Sunday, September 18, 2011

I BET YOU DON'T KNOW WHAT A FOMITE IS

Heathglyph, our glyph
A fomite is a medium capable of transmitting infectious organisms from one individual to another. So, for instance, doctors are not supposed to wear ties as they lean over one patient and then another. Stethoscopes are fomites. Door handles.

It had always struck me that books were fomites, passing the germs of an author's mind to the reading community. And didn't Tolstoy say that
the activity of art is based on the capacity of people to be infected by the feelings of others"? He did.

In the last years, I'd been to several readings at which I'd thought, "Wow, that stuff is really good. It should be published." But of course it wouldn't be published. Why? Because it wasn't good in a bottom-line way. It wasn't good in an it's-by-a-well-known-writer-with-a-pushy-agent way. It wasn't good in a sexy beach-book way. It wasn't good in a "I was raped by my priest and survived cancer" way. It was simply good --terrific -- in a literary way.

After thinking enough times "that should be published," it struck me that my wife, Donna, and I should publish it. She and I had published for six years a monthly neighborhood newspaper, The Old North End RAG, and missed doing that. We had over the years been intrigued with the new print and production technologies evolving with home computers and networks, but while I was involved at the level of "Oh man, like wow!", she, the techy, was actually reading the specs and the on-line commentaries, and had a sense of how we might actually proceed. Plus a quilter's stick-to-itive-ness and commitment to detail.

Our old RAG cohort, Ron Jacobs, gave us one of his novel manuscripts to experiment with; we did the editing, design and production work on it, and uploaded it to a print-on-demand service to see what might come back. We feared the worst: some god-awful, do-it-yourself piece of crap we'd be embarrassed to have on our shelves.

But when we opened the envelope, there was -- a book, a book that looked like a real book, a beautiful book with a striking cover, one that someone might actually want to buy. We were actually shocked.

Let me explain "print-on-demand". In the old model, a publisher does a print run -- a thousand, ten thousand, a hundred thousand books printed up -- depending on expectations and promotion budget.
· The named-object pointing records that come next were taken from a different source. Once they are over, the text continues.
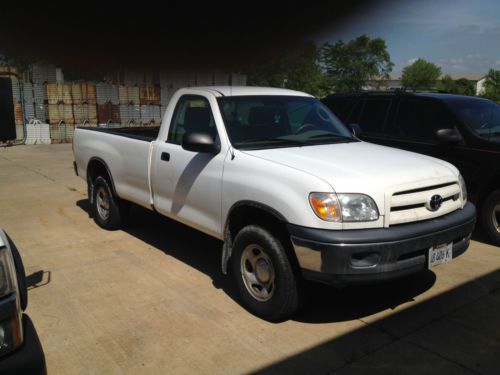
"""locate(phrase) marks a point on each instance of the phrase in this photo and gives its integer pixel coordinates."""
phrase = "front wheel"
(490, 216)
(109, 211)
(263, 274)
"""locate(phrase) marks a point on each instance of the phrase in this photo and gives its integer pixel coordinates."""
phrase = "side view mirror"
(450, 136)
(200, 142)
(355, 129)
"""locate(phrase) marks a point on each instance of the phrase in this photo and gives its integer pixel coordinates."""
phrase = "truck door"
(187, 185)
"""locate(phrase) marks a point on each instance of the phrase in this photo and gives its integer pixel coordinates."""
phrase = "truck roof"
(249, 90)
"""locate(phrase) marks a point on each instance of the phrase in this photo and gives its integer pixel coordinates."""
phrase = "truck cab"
(285, 186)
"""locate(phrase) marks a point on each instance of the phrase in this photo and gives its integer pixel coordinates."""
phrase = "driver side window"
(192, 114)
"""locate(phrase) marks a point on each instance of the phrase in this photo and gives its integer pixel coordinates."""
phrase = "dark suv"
(462, 130)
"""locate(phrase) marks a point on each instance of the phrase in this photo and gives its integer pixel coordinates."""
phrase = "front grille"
(412, 205)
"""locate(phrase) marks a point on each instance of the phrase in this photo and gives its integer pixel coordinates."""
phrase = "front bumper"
(27, 359)
(367, 255)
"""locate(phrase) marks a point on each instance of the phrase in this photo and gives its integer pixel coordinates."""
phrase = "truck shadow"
(324, 303)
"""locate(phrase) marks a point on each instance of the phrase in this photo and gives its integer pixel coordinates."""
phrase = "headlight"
(463, 188)
(326, 206)
(343, 207)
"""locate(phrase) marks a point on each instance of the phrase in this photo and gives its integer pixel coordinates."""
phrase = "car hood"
(362, 167)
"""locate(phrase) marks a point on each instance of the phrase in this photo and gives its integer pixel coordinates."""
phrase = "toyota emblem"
(434, 203)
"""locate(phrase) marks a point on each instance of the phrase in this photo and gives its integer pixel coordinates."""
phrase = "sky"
(462, 36)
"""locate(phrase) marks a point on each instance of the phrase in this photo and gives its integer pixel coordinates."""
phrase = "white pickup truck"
(290, 191)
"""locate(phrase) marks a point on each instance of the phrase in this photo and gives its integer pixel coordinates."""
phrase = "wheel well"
(98, 167)
(492, 185)
(247, 214)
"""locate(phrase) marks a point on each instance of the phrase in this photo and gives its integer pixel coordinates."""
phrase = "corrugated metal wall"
(128, 98)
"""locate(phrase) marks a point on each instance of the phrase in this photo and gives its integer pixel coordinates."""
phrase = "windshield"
(481, 116)
(255, 122)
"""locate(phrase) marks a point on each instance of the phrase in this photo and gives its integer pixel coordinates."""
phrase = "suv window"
(480, 115)
(419, 119)
(374, 115)
(192, 114)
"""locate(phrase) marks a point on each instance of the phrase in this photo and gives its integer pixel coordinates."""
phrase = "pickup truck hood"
(361, 167)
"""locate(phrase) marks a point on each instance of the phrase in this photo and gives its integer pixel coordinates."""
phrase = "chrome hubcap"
(102, 201)
(495, 216)
(257, 272)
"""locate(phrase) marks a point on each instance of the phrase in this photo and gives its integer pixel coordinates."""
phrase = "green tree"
(349, 65)
(460, 86)
(446, 84)
(296, 69)
(420, 75)
(492, 85)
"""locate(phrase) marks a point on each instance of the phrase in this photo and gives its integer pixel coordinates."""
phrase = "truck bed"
(147, 134)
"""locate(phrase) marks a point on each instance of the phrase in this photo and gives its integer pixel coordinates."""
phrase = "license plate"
(440, 254)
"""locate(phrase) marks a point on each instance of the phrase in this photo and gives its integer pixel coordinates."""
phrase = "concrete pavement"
(152, 299)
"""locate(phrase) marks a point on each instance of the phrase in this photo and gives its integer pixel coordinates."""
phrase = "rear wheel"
(490, 216)
(263, 274)
(109, 211)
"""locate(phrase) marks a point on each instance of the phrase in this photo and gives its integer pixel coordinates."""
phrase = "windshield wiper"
(331, 135)
(277, 140)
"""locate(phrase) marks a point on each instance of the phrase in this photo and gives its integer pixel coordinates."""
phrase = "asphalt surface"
(152, 299)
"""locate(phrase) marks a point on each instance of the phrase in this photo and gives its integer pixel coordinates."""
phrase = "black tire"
(490, 217)
(283, 296)
(103, 201)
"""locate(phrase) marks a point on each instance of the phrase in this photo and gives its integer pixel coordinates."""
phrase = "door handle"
(165, 156)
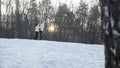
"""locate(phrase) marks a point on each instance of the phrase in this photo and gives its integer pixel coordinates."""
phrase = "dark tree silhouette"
(110, 10)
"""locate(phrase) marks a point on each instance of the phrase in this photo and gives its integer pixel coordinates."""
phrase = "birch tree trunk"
(17, 21)
(0, 13)
(110, 16)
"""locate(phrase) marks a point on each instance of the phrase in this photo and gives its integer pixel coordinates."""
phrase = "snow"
(23, 53)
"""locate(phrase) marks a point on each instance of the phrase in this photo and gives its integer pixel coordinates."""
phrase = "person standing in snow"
(36, 29)
(39, 27)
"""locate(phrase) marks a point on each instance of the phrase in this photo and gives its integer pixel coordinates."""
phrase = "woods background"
(71, 24)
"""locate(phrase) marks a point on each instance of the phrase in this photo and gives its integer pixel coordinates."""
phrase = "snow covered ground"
(23, 53)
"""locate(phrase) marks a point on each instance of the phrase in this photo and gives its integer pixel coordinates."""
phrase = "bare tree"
(17, 22)
(110, 16)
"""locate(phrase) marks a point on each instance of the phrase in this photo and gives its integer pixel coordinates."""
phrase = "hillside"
(23, 53)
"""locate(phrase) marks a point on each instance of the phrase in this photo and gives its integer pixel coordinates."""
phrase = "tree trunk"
(110, 16)
(0, 13)
(17, 21)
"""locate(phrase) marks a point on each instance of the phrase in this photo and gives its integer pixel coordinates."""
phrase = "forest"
(64, 22)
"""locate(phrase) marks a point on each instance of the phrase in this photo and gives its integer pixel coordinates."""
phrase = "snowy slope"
(19, 53)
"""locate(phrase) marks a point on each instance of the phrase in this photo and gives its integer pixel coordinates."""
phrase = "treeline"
(80, 25)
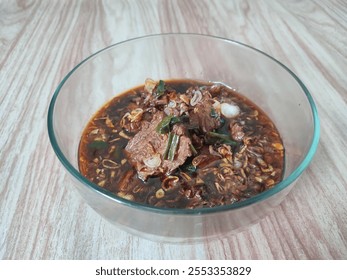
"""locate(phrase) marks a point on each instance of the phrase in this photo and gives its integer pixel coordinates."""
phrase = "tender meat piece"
(237, 132)
(146, 149)
(201, 115)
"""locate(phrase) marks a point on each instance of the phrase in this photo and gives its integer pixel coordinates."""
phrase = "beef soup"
(182, 144)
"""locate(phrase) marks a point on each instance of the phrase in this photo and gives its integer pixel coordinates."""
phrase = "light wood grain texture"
(40, 41)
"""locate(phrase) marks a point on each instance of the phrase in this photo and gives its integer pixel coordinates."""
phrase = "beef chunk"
(202, 117)
(146, 149)
(237, 132)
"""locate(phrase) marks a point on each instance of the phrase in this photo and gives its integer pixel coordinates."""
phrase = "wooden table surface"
(41, 217)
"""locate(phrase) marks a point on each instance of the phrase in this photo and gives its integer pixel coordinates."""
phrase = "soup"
(182, 144)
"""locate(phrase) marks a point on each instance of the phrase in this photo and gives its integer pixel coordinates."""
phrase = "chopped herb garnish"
(97, 145)
(164, 125)
(189, 168)
(213, 113)
(173, 147)
(160, 88)
(221, 138)
(168, 145)
(175, 120)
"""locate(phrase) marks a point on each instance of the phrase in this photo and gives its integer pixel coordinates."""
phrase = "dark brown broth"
(260, 154)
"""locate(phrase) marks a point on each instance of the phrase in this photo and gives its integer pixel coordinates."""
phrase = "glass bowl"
(111, 71)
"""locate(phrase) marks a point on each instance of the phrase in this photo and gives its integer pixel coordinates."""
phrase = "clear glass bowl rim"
(168, 211)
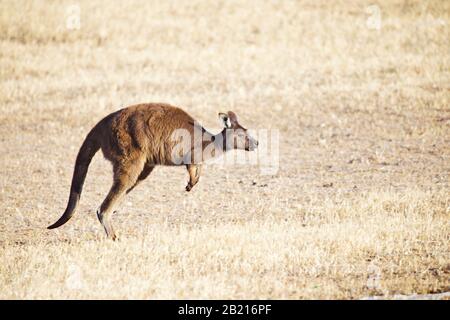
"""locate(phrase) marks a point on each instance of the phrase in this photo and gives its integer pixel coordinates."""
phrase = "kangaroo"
(138, 138)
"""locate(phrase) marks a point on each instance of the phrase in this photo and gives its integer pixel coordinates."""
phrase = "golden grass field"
(358, 91)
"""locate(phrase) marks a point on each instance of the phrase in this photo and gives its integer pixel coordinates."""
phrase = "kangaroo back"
(87, 151)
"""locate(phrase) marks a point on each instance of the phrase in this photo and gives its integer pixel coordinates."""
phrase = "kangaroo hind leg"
(142, 176)
(125, 177)
(194, 175)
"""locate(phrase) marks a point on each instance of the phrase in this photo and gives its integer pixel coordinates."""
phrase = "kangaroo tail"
(87, 151)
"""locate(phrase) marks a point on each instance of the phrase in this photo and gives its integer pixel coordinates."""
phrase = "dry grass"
(360, 205)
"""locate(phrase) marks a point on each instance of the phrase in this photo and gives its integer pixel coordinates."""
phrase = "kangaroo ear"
(225, 120)
(233, 117)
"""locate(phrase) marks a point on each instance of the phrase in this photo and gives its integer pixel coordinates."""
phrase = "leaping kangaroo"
(138, 138)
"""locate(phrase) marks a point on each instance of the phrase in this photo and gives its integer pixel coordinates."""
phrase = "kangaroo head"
(237, 136)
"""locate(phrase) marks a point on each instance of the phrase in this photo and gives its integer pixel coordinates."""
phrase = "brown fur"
(140, 137)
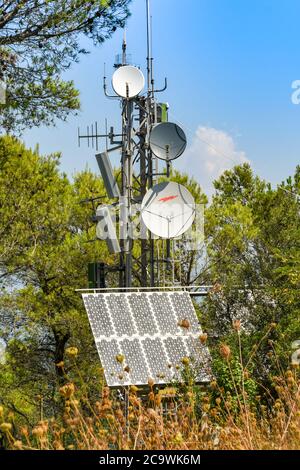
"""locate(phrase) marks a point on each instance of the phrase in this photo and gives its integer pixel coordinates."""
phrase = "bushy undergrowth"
(175, 417)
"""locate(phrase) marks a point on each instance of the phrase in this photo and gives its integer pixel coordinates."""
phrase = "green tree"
(44, 252)
(40, 39)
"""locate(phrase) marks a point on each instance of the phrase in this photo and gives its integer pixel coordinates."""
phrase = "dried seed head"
(150, 382)
(185, 361)
(203, 338)
(67, 390)
(184, 323)
(225, 351)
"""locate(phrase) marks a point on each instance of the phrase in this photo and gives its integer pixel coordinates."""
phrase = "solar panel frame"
(145, 329)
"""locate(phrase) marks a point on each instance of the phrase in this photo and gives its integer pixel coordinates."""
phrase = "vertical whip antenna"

These books would then be stored in a warehouse, distributed to bookstores, sold to make up the money spent -- or not. The returns had to be dealt with, and were often just pulped if the book did not do as well as expected. Very expensive, and very wasteful of trees, gas, warehouse space, and therefore quite limiting as to what was published, i.e. only those books that stood a good chance of surviving the gauntlet: best-sellers, genre books of the moment. But not the kind of literary material I heard at the readings.

Print-on-demand, on the other hand, prints a book only after it is ordered and sold. No wasted trees, no warehouse rents, no truck gas. Someone orders a book, or ten, or a hundred, the file goes into the computer, and the printer prints, binds, and ships the copies. This has got to be the wave of the future on a shrinking planet, we thought.
And then there are e-books. You take a manuscript, format it correctly, upload it, and there it is, ready to be downloaded. No paper at all, everything cheap and instant.

These were the technologies with which we wanted to experiment. We thought, too, that we'd like to try another kind of "business" model, one where authors got everything and publishers just enough to survive to publish again. The old way: A paperback edition of one of my novels, for instance, sell a for $15. I get 75¢. (Bookstore pays publisher $7.50, author gets 10% of that sale.) Fomite, using volunteer labor, can give its authors 80% of net income, and take only 20% to cover costs of ISBN numbers, galleys, shipping, website rental, software, etc. If people want, they may actually make some money from their books.

It turns out we can make beautiful books and ebooks very cheaply. The problem remains: how to bring attention to them with essentially zero advertising budget. In union there is strength. A little strength. Each of Fomite's books are advertised in every other Fomite book. Every author brings his or her network to others, and can share review and reading sites. We try to keep Fomite authors in touch with one another for collective efforts, pooling resources for advertising or event participation, and utilizing each other's web skills as we enhance our own.

Donna, a quilter and photographer, is having a great time designing books and covers, and solving tech problems. She can separate Fomite work from her day job. For me, it's more difficult. My job is writing novels. And it's hard to write novels when you spend your days looking at other people's work on the screen. It's hard to say no. It's even harder to edit the work of other writers, especially good ones.

But I think we're doing a good thing, contributing to the writing community, and in some small way to the evolution of American culture. We intended to publish novels, short stories, and poetry which might not otherwise appear in the current publishing environment. Non-fiction, we thought, sells well enough without us, but I was open to something sufficiently strange, and now we've found it with a book called The Derivation of Cowboys and Indians. So I guess we now publish odd-enough non-fiction. And then we thought we'd see how graphics came out, so we are doing a volume of Bread & Puppet Kasper Komix and Tragix. That's way more than we had planned. We wanted to debut Fomite with six local authors. Now we have eighteen -- one from Bulgaria. We'll reopen for submissions at www.fomitepress.com once we catch up with ourselves.